= Fleur Butler =

Conservative politician and novelist

Fleur Josephine Butler (born 24 April 1967) is an English Conservative politician and novelist. A former member of the Congress of the Council of Europe and leader of Richmondshire District Council, she is president of the National Conservative Convention and a past chairman of the Conservative Women's Organisation.

==Early life==
Born in 1967, a daughter of the Hon. Samuel James Butler and his wife Lucilla Blanche Borthwick, Butler is also a granddaughter of the Conservative politician Rab Butler. She has two brothers and four sisters.

She was educated at the School of Oriental and African Studies of the University of London and then at Newcastle University.

==Political career==
In 2007, Butler was elected as a Conservative to Richmondshire District Council in North Yorkshire, representing Leyburn, and was re-elected in 2011. From 2009 to 2011 she was Leader of the council and in 2012 was leader of its Conservative group.
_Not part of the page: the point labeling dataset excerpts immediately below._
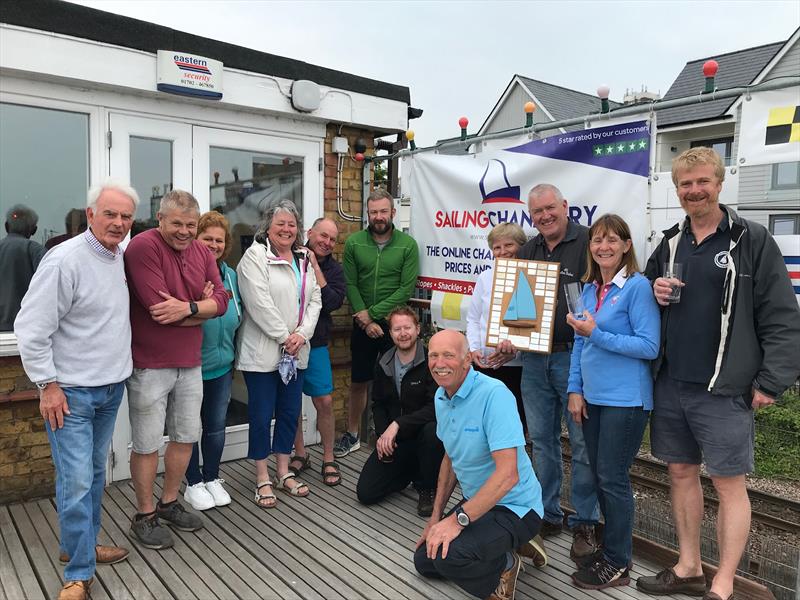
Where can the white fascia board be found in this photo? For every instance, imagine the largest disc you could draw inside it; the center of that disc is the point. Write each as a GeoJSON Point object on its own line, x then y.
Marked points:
{"type": "Point", "coordinates": [90, 63]}
{"type": "Point", "coordinates": [680, 127]}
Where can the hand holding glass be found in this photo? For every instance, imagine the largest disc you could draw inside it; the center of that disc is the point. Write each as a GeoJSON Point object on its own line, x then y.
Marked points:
{"type": "Point", "coordinates": [573, 291]}
{"type": "Point", "coordinates": [674, 273]}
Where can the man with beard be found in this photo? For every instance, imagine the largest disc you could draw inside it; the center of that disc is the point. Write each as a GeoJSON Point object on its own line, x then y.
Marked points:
{"type": "Point", "coordinates": [728, 347]}
{"type": "Point", "coordinates": [407, 450]}
{"type": "Point", "coordinates": [544, 378]}
{"type": "Point", "coordinates": [381, 265]}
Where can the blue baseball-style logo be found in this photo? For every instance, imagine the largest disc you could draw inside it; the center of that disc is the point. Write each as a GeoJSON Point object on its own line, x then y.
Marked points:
{"type": "Point", "coordinates": [507, 194]}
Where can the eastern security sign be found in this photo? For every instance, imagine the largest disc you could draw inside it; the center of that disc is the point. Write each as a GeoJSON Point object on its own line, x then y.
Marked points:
{"type": "Point", "coordinates": [457, 200]}
{"type": "Point", "coordinates": [189, 75]}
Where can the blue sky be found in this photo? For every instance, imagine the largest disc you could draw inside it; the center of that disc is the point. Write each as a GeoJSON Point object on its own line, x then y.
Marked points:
{"type": "Point", "coordinates": [458, 57]}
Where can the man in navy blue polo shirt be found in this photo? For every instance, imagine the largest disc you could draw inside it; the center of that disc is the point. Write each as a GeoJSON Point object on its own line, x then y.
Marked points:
{"type": "Point", "coordinates": [728, 347]}
{"type": "Point", "coordinates": [477, 544]}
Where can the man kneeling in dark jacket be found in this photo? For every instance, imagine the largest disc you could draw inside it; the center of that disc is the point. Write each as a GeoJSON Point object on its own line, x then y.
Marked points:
{"type": "Point", "coordinates": [405, 419]}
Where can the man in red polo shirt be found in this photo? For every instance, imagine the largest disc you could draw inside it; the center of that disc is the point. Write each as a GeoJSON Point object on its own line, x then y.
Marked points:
{"type": "Point", "coordinates": [170, 276]}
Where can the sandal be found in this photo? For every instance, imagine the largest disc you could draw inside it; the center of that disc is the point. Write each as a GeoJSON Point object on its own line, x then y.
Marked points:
{"type": "Point", "coordinates": [299, 488]}
{"type": "Point", "coordinates": [303, 461]}
{"type": "Point", "coordinates": [331, 474]}
{"type": "Point", "coordinates": [259, 498]}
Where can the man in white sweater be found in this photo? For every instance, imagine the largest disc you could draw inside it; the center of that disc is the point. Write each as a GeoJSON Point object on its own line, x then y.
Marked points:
{"type": "Point", "coordinates": [74, 338]}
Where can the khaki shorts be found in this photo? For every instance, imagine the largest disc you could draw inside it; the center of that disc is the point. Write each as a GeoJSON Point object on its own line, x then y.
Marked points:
{"type": "Point", "coordinates": [159, 397]}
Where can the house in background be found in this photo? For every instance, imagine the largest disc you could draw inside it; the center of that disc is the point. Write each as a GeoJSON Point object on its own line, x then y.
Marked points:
{"type": "Point", "coordinates": [765, 193]}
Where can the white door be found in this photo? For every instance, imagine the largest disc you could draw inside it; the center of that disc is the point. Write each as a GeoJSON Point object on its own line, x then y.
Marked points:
{"type": "Point", "coordinates": [155, 156]}
{"type": "Point", "coordinates": [234, 172]}
{"type": "Point", "coordinates": [239, 174]}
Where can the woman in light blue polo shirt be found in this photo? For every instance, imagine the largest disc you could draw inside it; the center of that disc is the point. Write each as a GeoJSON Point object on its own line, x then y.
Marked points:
{"type": "Point", "coordinates": [611, 388]}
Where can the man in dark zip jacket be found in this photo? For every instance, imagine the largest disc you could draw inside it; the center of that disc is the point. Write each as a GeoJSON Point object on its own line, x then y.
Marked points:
{"type": "Point", "coordinates": [407, 450]}
{"type": "Point", "coordinates": [728, 347]}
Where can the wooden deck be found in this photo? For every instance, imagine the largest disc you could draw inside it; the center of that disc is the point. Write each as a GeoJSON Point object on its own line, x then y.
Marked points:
{"type": "Point", "coordinates": [323, 547]}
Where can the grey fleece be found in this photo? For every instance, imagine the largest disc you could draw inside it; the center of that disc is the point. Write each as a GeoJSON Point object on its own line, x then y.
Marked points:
{"type": "Point", "coordinates": [74, 324]}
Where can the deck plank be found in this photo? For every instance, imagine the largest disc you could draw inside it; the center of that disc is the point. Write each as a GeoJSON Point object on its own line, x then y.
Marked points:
{"type": "Point", "coordinates": [326, 546]}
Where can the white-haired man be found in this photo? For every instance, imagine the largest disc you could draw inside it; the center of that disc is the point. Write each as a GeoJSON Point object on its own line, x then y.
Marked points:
{"type": "Point", "coordinates": [78, 298]}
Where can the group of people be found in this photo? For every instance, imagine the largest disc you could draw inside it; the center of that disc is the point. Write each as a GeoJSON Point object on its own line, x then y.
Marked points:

In 2015 she stood in Richmond West and lost to two independents.

At the European Parliament elections of 2009, Butler was an unsuccessful Conservative party list candidate in Yorkshire and the Humber.

In 2010, Butler was appointed to the Local Chamber of the Congress of the Council of Europe and was re-appointed in 2014. She took part in Congress election observation missions in Bulgaria in October 2011, in Armenia in September 2012, and in Georgia in June 2014.

From 2007 to 2015, Butler was an appointed member of the Yorkshire Energy Partnership and served as its chairman.

In 2017, Butler wrote in The Independent of the Conservative Party's "problem with feminism", insisting that it had an imbalance between men and women in the ranks of members of parliament and councillors which needed to change. She also complained of "a shocking shortfall of 12,000 women councillors needed across all parties".

In 2019, she was elected as national chairman of the Conservative Women's Organisation and in 2022 as president of the National Conservative Convention.

In October 2022, The Times ran an article about a call by Butler for older Conservative men in the House of Commons to make way for younger women.

==Personal life==
On 8 December 1991, Butler married Richard Selwyn Sharpe, son of Canon Roger Sharpe and Mary Gordon Selwyn. They set up home in Exelby, North Yorkshire, and have four sons born between 1992 and 1999, including Jasper, Thomas and George.

Her novel Blue Murder: A Political Murder Mystery in the Yorkshire Dales was self-published in 2022.